Berlusconi, Dell’Utri, la mafia e la memoria a breve termine

di Aaron Pettinari

Torna a parlare Marcello Dell’Utri. Ringalluzzito dalla sentenza che lo ha visto assolto per “non aver commesso il fatto” nel processo d’appello sulla trattativa Stato-mafia, dopo gli ultimi anni di silenzio ha rilasciato alcune interviste.
Un fiume di parole in cui l’ex senatore di Forza Italia ha manifestato tutta la propria soddisfazione per il risultato raggiunto dopo la pesante condanna in primo grado a 12 anni di carcere per l’accusa di violenza o minaccia a corpo politico dello Stato.
In mezzo a tante gioie e commozioni, però, non sono mancate anche alcune castronerie volte a indurre i lettori, quindi i cittadini italiani, a credere che tutte le accuse che lo hanno riguardato nella sua lunga storia siano frutto di fantasie.
“È sempre stata la stampa a dire che ero un mafioso. Io non l’ho mai pensato di me stesso e dunque direi che questa assoluzione mette in dubbio anche la precedente condanna” ha detto a La Stampa il 24 settembre. E poi ancora a La Repubblica: “Nel governo di Berlusconi ci sono state solo leggi contro i mafiosi”.
Affermazioni simili a quelle di tanti benpensanti che hanno commentato la sentenza d’appello facendo intendere che il processo è stato tutta una “boiata” e che “non andava fatto”.
Peccato però che il dispositivo di sentenza racconta altro.
Dell’Utri è stato assolto perché, secondo i giudici di secondo grado, non c’è la prova che abbia trasmesso le minacce dei mafiosi a Berlusconi o comunque che il governo in carica l’abbia recepito, reagendo di conseguenza.
Ed è per questo motivo che è stata modificata l’accusa a Bagarella, per quel che concerne il 1994, da minaccia ad un Corpo politico dello Stato a tentata minaccia, e la condanna al boss corleonese è stata abbassata di un anno.

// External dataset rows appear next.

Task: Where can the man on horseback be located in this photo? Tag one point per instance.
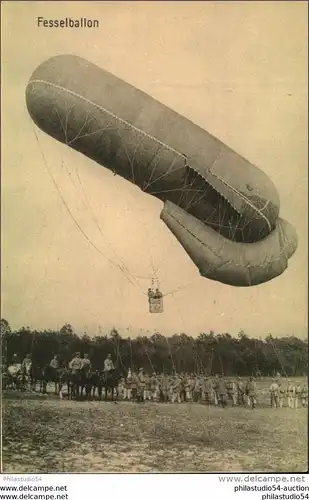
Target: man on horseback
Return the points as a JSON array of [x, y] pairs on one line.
[[55, 364], [75, 367], [15, 373], [108, 364], [26, 369]]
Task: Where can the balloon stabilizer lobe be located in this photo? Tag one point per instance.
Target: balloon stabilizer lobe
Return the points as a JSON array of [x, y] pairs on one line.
[[196, 175], [232, 263]]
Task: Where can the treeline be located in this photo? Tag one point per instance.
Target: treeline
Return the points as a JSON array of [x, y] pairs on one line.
[[208, 353]]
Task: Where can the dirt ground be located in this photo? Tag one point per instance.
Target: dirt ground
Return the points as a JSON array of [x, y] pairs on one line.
[[45, 434]]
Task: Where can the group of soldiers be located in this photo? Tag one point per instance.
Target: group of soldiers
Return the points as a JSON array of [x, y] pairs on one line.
[[178, 388], [216, 390]]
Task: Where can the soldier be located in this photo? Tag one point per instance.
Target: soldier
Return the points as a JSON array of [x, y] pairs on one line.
[[134, 385], [251, 392], [26, 365], [86, 365], [197, 389], [240, 392], [216, 384], [229, 388], [141, 385], [164, 385], [127, 391], [207, 390], [76, 363], [291, 394], [297, 396], [234, 392], [54, 363], [274, 394], [154, 387], [282, 394], [108, 364], [147, 390], [304, 395], [222, 394]]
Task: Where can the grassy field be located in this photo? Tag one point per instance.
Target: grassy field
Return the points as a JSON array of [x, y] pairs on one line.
[[44, 434]]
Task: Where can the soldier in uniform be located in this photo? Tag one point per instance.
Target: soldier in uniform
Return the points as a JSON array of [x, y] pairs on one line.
[[274, 394], [251, 392], [134, 385], [54, 362], [197, 389], [76, 363], [141, 385], [304, 395], [154, 387], [127, 386], [229, 388], [86, 364], [291, 394], [188, 388], [222, 393], [108, 364], [207, 390], [216, 384], [282, 394], [164, 385], [297, 396], [147, 391]]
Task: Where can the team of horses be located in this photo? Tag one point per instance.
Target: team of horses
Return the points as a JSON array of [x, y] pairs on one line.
[[76, 384]]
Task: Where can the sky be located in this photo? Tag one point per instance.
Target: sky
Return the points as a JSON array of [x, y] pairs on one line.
[[238, 70]]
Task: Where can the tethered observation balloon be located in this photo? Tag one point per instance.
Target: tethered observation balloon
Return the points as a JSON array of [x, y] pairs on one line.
[[222, 209]]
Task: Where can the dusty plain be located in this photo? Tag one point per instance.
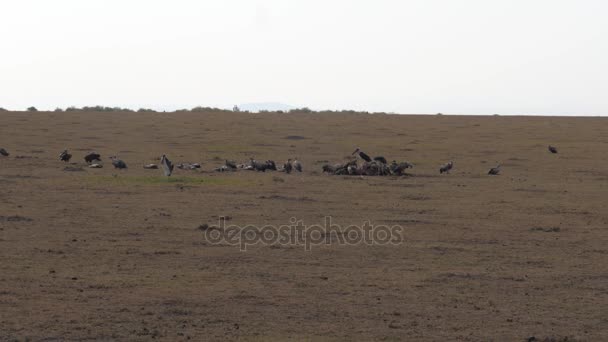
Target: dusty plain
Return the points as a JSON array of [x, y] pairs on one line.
[[99, 254]]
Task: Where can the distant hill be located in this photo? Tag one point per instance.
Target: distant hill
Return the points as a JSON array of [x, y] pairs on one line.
[[269, 106]]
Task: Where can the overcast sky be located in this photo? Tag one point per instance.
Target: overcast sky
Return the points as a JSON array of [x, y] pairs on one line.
[[405, 56]]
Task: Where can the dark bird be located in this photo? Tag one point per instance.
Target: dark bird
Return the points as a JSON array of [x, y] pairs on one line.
[[65, 156], [495, 170], [287, 167], [231, 164], [446, 168], [330, 168], [261, 166], [399, 168], [381, 160], [167, 165], [118, 164], [271, 165], [297, 165], [362, 155], [91, 157]]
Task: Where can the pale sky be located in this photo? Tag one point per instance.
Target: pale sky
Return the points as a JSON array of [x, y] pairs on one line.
[[408, 56]]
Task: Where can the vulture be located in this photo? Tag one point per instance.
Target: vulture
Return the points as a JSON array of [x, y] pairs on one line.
[[231, 164], [297, 165], [381, 160], [65, 156], [91, 157], [287, 167], [167, 165], [118, 164], [362, 155], [446, 168]]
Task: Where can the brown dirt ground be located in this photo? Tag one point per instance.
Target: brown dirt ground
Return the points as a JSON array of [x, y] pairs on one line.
[[107, 255]]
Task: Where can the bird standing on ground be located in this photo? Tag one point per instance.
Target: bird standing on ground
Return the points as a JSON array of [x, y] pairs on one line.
[[91, 157], [446, 168], [495, 170], [381, 159], [118, 164], [297, 165], [231, 164], [167, 165], [363, 155], [287, 167], [65, 156]]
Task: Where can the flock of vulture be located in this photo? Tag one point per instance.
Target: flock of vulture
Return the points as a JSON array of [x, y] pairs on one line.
[[377, 166]]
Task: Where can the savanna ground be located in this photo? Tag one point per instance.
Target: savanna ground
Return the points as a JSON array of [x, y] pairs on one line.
[[99, 254]]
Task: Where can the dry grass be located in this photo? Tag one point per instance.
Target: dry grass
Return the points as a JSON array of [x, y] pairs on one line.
[[116, 255]]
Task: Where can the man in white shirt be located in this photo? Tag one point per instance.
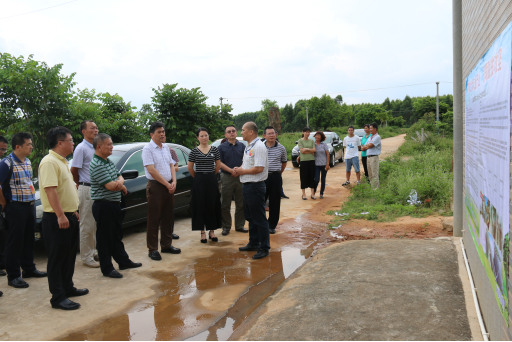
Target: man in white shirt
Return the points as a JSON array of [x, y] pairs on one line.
[[161, 175], [352, 143], [253, 173], [82, 157]]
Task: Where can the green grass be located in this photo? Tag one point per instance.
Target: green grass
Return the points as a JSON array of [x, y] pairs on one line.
[[428, 170]]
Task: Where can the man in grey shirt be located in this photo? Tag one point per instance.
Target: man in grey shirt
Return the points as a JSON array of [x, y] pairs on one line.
[[373, 147], [82, 157]]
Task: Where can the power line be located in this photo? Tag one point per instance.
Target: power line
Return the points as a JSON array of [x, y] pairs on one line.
[[39, 10], [339, 92]]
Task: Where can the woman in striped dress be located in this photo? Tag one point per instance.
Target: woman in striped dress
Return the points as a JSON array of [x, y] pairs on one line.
[[206, 206]]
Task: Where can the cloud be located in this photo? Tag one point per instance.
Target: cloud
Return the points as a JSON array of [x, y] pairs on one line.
[[239, 49]]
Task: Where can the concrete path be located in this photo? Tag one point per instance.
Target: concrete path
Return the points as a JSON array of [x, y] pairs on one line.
[[368, 290]]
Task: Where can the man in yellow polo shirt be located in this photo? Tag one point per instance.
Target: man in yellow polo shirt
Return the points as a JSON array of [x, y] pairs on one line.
[[60, 219]]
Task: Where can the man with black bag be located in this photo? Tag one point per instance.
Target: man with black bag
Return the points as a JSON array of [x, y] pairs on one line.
[[18, 199]]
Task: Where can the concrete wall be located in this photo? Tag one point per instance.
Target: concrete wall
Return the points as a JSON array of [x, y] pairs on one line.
[[482, 23]]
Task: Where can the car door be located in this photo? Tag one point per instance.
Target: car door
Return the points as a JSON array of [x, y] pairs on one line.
[[183, 193], [135, 202]]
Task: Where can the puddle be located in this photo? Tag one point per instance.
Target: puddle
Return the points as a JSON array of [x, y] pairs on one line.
[[218, 292]]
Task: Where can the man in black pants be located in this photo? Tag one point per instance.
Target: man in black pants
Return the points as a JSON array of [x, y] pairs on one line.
[[107, 184], [18, 199], [277, 159], [59, 198], [3, 150]]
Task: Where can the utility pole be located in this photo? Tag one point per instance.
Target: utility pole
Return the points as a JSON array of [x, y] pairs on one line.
[[458, 135], [437, 109]]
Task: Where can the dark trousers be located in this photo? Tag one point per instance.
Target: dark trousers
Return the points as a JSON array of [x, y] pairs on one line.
[[19, 247], [160, 215], [274, 185], [61, 246], [320, 171], [109, 235], [307, 174], [3, 235], [254, 210], [365, 168]]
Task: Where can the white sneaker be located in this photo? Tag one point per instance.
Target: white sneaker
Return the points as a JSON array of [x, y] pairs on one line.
[[92, 264]]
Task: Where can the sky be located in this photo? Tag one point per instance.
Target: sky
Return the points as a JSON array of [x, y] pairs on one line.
[[243, 51]]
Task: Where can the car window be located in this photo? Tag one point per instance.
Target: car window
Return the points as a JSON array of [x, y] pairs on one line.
[[135, 163], [182, 159]]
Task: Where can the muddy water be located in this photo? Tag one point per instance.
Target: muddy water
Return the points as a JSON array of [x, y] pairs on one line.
[[195, 303]]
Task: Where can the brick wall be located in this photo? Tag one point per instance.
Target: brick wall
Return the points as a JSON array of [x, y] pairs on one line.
[[482, 23]]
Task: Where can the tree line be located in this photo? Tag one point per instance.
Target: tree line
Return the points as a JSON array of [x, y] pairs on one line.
[[35, 97], [326, 111]]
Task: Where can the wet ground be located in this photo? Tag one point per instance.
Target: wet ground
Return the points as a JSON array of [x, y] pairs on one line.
[[203, 294]]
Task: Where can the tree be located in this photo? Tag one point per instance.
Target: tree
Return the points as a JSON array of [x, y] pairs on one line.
[[34, 97], [184, 110]]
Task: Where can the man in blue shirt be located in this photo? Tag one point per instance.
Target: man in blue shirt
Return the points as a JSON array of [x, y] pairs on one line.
[[18, 199], [231, 156]]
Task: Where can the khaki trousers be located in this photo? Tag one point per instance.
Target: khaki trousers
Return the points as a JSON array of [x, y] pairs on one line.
[[231, 185], [87, 225], [373, 171], [160, 215]]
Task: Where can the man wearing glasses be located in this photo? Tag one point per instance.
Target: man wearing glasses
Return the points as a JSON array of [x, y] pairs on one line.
[[59, 197], [231, 156]]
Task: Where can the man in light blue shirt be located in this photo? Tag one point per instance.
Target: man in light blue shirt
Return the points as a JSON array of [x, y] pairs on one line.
[[82, 157]]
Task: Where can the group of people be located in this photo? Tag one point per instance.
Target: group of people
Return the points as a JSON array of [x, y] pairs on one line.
[[315, 159], [83, 202]]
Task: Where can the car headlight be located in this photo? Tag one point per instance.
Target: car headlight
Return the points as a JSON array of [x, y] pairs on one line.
[[39, 212]]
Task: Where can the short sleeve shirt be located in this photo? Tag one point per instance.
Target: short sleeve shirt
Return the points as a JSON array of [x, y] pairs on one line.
[[54, 172], [20, 187], [352, 146], [306, 144], [103, 172], [376, 149], [276, 157], [320, 156], [82, 158], [255, 155], [160, 157], [205, 163]]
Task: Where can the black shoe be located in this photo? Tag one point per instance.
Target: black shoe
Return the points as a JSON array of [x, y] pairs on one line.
[[18, 283], [77, 293], [34, 274], [261, 255], [66, 305], [132, 265], [171, 250], [155, 256], [114, 275], [249, 248]]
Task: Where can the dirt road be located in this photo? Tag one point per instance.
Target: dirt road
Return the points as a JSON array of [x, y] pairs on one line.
[[204, 293]]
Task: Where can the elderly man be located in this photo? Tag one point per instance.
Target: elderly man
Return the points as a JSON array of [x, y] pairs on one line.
[[161, 175], [107, 184], [373, 147], [82, 158], [59, 198], [277, 159], [253, 173], [231, 156]]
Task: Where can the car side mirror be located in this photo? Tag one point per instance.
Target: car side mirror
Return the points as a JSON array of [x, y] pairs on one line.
[[130, 174]]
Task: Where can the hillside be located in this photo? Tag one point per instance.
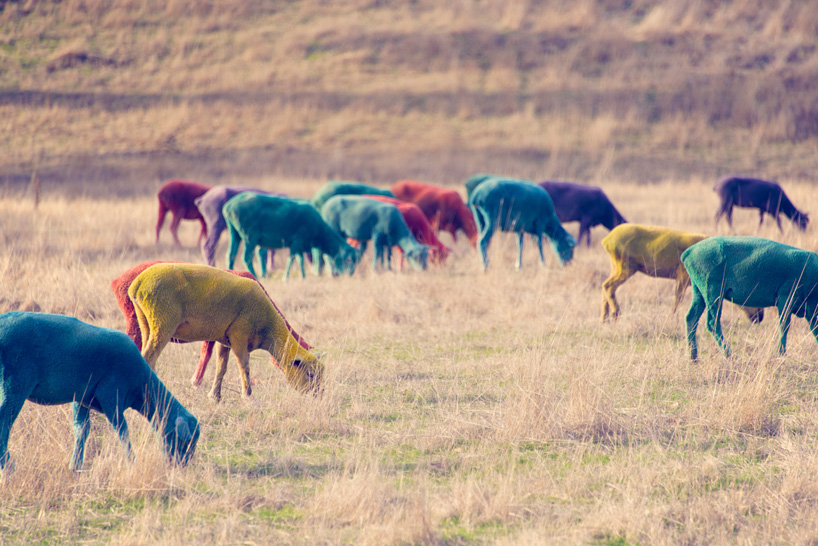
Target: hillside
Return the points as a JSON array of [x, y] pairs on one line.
[[122, 95]]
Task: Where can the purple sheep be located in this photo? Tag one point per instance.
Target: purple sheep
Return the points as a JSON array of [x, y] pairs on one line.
[[210, 206], [760, 194], [587, 205]]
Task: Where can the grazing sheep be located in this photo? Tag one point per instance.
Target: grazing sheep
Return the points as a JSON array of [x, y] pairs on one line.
[[522, 207], [178, 196], [201, 303], [587, 205], [268, 221], [474, 181], [333, 188], [443, 207], [760, 194], [654, 251], [362, 219], [210, 206], [750, 271], [120, 286], [419, 227], [54, 359]]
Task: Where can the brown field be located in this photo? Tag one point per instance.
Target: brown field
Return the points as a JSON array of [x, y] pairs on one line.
[[461, 407]]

Per questo motivo sarà molto interessante leggere in che modo i giudici di secondo grado motiveranno la propria decisione. 
Al di là della sentenza della scorsa settimana, però, è assolutamente inaccettabile il “processo di beatificazione” che si è aperto davanti ad un popolo italiano che soffre di “memoria a breve termine” dimenticando i fatti ed il peso della storia.
Ed in questo contesto possiamo affermare che le affermazioni di Dell’Utri e dei soliti “fans” sono assolutamente pretestuose e non è per una questione di stampa “amica” o “nemica” che Dell’Utri viene dipinto come un uomo di mafia.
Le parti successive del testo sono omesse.